中国経済は人口減少と格差問題でこのままでは「成長の限界」に

 2017年、中国のGDP(国内総生産)は実質ベースで前年から6.9%成長した。成長率の加速は7年ぶりで、この成長率は当初の目標である6.5%を上回った。2018年の成長率も省人化投資などに支えられ、6%台半ばの水準を維持すると期待される。今後も中国経済が急速に減速する場合には、政府がインフラ投資などを積み増す可能性が高い。短期間で経済が大崩れするリスクはそれほど高くはないだろう。

 一方、長期的に見ると、中国経済にはさまざまなリスクが潜んでいる。GDPと同時に発表された統計では、2017年の出生数が1723万人と、前年から60万人程度減少したことが明らかとなった。

 これは、“一人っ子政策”の後遺症と言えるかもしれない。2016年1月に中国政府は一人っ子政策を撤廃したが、36年間続いた人口抑制策の影響を、短期間で払拭することは難しいと見られる。中国では、一人っ子政策の影響もあり、今後、少子高齢化のマイナスの影響が顕在化するはずだ。

 少子高齢化の進展に伴い、経済の働き手である生産年齢人口が減少することは避けられない。これまで中国は、人口増加が安価な労働力の供給を支える“人口ボーナス”を享受してきたのだが、今後はむしろ、少子高齢化がマイナスに作用する“人口オーナス”の時代を迎えることになる。

 それは、これまでの中国経済の強みを減殺する要因だ。成長率を維持していくためには、付加価値の高い産業を育成し、競争力を強化できるか否かの重要性が増す。

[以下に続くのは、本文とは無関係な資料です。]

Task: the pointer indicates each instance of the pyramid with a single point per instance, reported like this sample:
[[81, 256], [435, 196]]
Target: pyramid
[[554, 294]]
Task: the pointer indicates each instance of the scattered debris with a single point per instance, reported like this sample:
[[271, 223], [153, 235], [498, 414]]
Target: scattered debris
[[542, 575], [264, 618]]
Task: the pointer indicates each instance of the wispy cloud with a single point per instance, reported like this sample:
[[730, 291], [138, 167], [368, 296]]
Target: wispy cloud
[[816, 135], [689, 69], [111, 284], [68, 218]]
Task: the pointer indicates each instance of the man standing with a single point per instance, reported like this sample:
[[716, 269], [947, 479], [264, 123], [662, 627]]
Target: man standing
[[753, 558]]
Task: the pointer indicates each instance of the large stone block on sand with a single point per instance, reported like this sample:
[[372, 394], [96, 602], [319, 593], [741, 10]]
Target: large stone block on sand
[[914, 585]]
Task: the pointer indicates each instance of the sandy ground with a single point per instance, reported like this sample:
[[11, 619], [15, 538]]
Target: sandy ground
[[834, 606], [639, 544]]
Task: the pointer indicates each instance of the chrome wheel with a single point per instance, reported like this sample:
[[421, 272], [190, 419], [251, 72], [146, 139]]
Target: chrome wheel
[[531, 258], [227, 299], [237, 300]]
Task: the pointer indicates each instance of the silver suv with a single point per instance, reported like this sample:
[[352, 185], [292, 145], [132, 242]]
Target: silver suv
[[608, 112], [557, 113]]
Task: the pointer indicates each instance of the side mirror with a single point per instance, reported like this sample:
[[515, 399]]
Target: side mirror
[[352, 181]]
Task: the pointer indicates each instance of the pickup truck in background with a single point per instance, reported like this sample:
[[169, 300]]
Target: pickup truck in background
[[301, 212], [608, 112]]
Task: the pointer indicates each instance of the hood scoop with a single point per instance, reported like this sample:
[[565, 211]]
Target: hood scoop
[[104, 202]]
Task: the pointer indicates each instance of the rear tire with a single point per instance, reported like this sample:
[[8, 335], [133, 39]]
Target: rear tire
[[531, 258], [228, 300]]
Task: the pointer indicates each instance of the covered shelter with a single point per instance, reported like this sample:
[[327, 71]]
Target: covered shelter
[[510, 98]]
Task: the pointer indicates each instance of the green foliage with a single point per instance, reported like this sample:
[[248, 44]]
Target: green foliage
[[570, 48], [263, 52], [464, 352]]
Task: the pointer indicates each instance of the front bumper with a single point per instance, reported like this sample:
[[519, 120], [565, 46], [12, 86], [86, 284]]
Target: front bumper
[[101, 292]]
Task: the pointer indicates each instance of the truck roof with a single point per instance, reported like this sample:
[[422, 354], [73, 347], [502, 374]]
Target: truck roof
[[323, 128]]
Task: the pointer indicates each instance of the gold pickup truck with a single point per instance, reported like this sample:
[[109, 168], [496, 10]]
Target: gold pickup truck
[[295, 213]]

それは中国政府も充分に認識しており、相応の対策を進めているところだ。

 問題は、少子高齢化の進展に加えて、社会保障制度などを実態に合わせて改革することが必要になることだ。それができないと、共産党政権に対する支持率は低下することが懸念される。いずれ、中国にとって深刻な状況になる可能性が高い。

少子高齢化の進展で
オーナス化する労働人口

 2012年、中国の生産年齢人口(一般的には15歳から64歳の人口を指す、中国では15歳から59歳を生産年齢人口と定義している)は建国以来、初めて前年から減少した。これは、人口の増加に支えられた豊富な労働力をもとにした経済成長の終焉を意味するものだった。